(Quin Hillyer, Liberty Headlines) It’s not just Republicans getting caught up in scandals in Alabama’s state government. Now, after the ouster of the Republican governor, Republican chief justice, and Republican Speaker of the House, a Democratic state legislator is finally starting to balance the recent corruption score.
It wasn’t clear last November why state Rep. Oliver Robinson, a former college basketball standout, resigned from the legislature. But last week the al.com newspapers reported that both state and federal prosecutors are investigating him, apparently over financial arrangements among a non-profit he runs and donors who oppose a federal “Superfund” designation in his district – a designation Robinson used his legislative clout to oppose.
It’s a complicated tale, made murkier by the fact that Robinson’s fight against the Superfund designation was supported by the Republican then-governor and the Republican then-attorney general. The bipartisan opposition to the designation may give Robinson a little cover, even if both of his Republican compatriots themselves have had their ethics questioned on other fronts.
Let’s try to unpack all this. First, the Alabama corruption milieu: In 2010, Republicans finally took majorities in both houses of the state legislature for the first time since Reconstruction, in large part by promising to clean out the Democratic ethical mess exemplified by the federal corruption conviction of former Democratic Gov. Don Siegelman. But the man who led the takeover, new Speaker Mike Hubbard, himself was convicted last year for comingling his private financial affairs with legislative work.
Meanwhile, Republican Chief Justice Roy Moore effectively was removed from office for ethics violations for the second time in 15 years, and Gov. Robert Bentley resigned from office for abuses of power related to a sex scandal. But that was not before Bentley appointed attorney general Luther Strange to a vacant U.S. Senate seat at a time when the AG’s office was investigating Bentley’s scandals.
Enter the Democrat Robinson into this Republican train wreck.
The Environmental Protection Agency proposed naming entire neighborhoods around Robinson’s district as sites for massive “Superfund” cleanups. Left-leaning politicians tend to support federal environmental intervention, but Robinson came out four-square against this Superfund designation. His position was popular with Republicans in the state – Strange opposed it as well, as did Bentley. Robinson’s daughter, Amanda, worked as legislative liaison for Bentley, and also took payments from Robinson’s tax-exempt foundation while she tried to talk residents into opposing environmental testing in their neighborhoods.
It is that foundation which now is under investigation, apparently for accepting major donations from law firms and others working to oppose the EPA.

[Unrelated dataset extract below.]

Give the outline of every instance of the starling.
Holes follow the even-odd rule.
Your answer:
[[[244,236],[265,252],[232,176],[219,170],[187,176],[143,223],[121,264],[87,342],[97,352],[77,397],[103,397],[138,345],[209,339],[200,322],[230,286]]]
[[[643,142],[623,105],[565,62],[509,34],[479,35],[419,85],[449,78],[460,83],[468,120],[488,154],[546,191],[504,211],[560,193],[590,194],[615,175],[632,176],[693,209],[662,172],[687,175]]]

It bears stressing that designation as a Superfund site is not necessarily a desirable status. While it does bring funds for cleanup operations, it also can serve as a tremendous disincentive to businesses considering locating there and hiring local workers, and for obvious reasons acts as a depressant on property values. (Scott Hughes of the Alabama Department of Environmental Quality cited just those considerations as part of his explanation for why ADEM was opposing EPA.)
Robinson late last week told local radio reporters that the environmental issues in play were not terribly serious, and that residents in the affected areas “were living a fine quality of life.” He spoke on the record, but refused to be recorded electronically, on the advice of his attorney, Doug Jones.
To further complete the bizarrely inter-relating web of relationships involved in all of this, the attorney, Jones, just last week announced he would run as a Democrat in the special election for the U.S. Senate, for the seat to which Strange was appointed by Bentley. Jones is best known as the attorney who secured convictions, after decades, against the perpetrators of an infamous 1963 bombing of a black Birmingham church.
Republican congressman Mo Brooks on Monday became the seventh candidate to announce for the race.